However, wireless has some unique difficulties, such as limited bandwidth, high latency and unstable connections. Several options just around the corner address these issues. We will be focusing on two approaches: Wireless Transport Layer Security (WTLS) -- an SSL-like security protocol--and connection-oriented security communication using established protocols, such as IPsec and SSH.

Understanding WTLS

WTLS functions similar to SSL (Secure Sockets Layer), which is alternatively known as Transport Layer Security (TLS). WTLS provides for client or server authentication and allows for encryption based on negotiated parameters between the handheld device and the WAP gateway. WTLS's key exchange protocol is uniquely suited for wireless applications. Vendors can implement any of three classes of authentication types.

Class 1 (anonymous authentication) has limited use -- mainly for testing purposes -- because end users have no way of determining to whom they are talking. The client forms an encrypted connection with an unknown server. Class 2 (server authentication) probably will be the most common model used. As with SSL, once clients are assured they are talking securely to the correct server, they can authenticate using alternative means such as user name/password. Bear in mind that WTLS certificates are not the same as X.509 certificates, and they can't be used interchangeably. Class 3 (server- and client-authentication) is possibly the strongest class, as the server and the client authenticate each other's WTLS certificate.
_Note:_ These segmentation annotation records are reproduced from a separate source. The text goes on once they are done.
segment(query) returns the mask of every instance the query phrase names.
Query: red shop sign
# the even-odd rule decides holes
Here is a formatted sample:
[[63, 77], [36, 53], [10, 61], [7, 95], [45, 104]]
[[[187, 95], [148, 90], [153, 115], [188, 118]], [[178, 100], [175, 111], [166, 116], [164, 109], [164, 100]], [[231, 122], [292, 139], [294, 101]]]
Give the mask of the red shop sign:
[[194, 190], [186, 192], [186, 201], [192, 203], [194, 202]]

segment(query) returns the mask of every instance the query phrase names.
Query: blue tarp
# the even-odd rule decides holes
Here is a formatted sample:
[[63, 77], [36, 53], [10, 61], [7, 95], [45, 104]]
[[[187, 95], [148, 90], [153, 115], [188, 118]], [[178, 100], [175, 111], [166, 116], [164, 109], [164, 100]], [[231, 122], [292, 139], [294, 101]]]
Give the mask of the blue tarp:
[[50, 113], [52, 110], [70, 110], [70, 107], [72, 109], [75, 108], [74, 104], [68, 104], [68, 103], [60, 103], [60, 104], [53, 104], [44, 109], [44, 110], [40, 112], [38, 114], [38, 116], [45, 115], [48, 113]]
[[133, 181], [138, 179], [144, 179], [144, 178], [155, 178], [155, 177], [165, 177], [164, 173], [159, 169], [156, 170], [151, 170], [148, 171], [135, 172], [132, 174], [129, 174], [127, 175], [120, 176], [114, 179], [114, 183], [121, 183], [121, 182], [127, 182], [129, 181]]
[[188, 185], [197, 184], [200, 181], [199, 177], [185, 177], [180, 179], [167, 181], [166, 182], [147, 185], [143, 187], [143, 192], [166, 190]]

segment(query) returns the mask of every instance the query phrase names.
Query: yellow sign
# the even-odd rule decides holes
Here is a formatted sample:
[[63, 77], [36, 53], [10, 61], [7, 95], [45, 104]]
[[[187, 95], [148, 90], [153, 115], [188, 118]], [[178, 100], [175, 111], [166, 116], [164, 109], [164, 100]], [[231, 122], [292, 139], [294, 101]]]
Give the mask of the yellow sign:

Client certificates required for Class 3 authentication pose special management problems. Not only must the key pairs be generated on the mobile device (or generated in bulk and securely loaded onto the mobile devices), but the client certificate has to be safeguarded and managed until the certificate expires. Client certificates need not be retained on the handheld device. Rather, during negotiation, the client may refer the WTLS gateway to a directory to retrieve the client certificate from a directory. That saves the bandwidth needed to send the client certificate over the air and may improve negotiation performance; however, the WAP gateway needs to trust the directory the client refers to in order to have any assurance of authentication. The directory that holds user certificates also must be available at all times, or it won't be able to retrieve the certificate when requested. The key pair associated with the client certificate resides only on the client.

Bear in mind that the WTLS specification does specify cryptographic algorithms that may be supported by WAP devices, but doesn't require any for basic functionality. For example, the WTLS specification provides support for the RSA, Diffie-Hellman and Elliptic Curve Diffie-Hellman key exchanges, but in practice, most vendors are focusing support on RSA because of its widespread use. Similarly, bulk encryption ciphers such as RC5, DES, 3DES and IDEA are specified; however, DES and 3DES promise to be the most widely used because of existing implementations.

One of the concerns with cryptography regards export of certain key lengths to other countries. The WAP Forum is sensitive to this issue, and the WTLS draft supports various key lengths used with the bulk encryption algorithms, so that the security parameters can be negotiated according to geographic need rather than server support.

Unlike SSL, WTLS does not provide for end-to-end security. End-to-end security means the client and server have a secure session, and no other servers intervene. When your Web browser sets up an SSL session with Web server, the browser and Web server are talking directly; you know that when you send your credit-card number over SSL, in effect, only the receiving Web server will be able to receive it.

WTLS is not SSL, so it can't directly communicate with SSL-enabled Web servers. An IETF draft in the Transport Layer Security working group (draft ietf tls wireless 00.txt) aims at adding WTLS extensions to the TLS, and we most likely will see some of the WTLS specifications concerning negotiation and certificate format migrate toward TLS and X.509 just to simplify the protocol specs. The WAP gateway, which translates data packets from the WAP transport protocol (WDP or UDP) to TCP/HTTP, terminates WTLS sessions and initiates SSL sessions to the destination. It is here, at the WTLS gateway, that the potential problem exists. Between the time the data is decrypted and "decapsulated" from WTLS and WAP and re-encapsulated and re-encrypted in SSL, the protected data is exposed--albeit for only about a few hundred milliseconds. For most applications and users, this shouldn't be a big deal. If someone breaks into your WAP/WTLS gateway, you have bigger problems to deal with.

Two options are becoming available for end-to-end WTLS security. The first is WTLS tunneling, which tunnels WTLS traffic through a service provider's network to a remote WAP gateway. WTLS proxy, meanwhile, proxies WTLS connections through the carrier's WAP gateway. Neither solution is widely deployed and each will require partnerships with carriers and phone manufacturers to implement.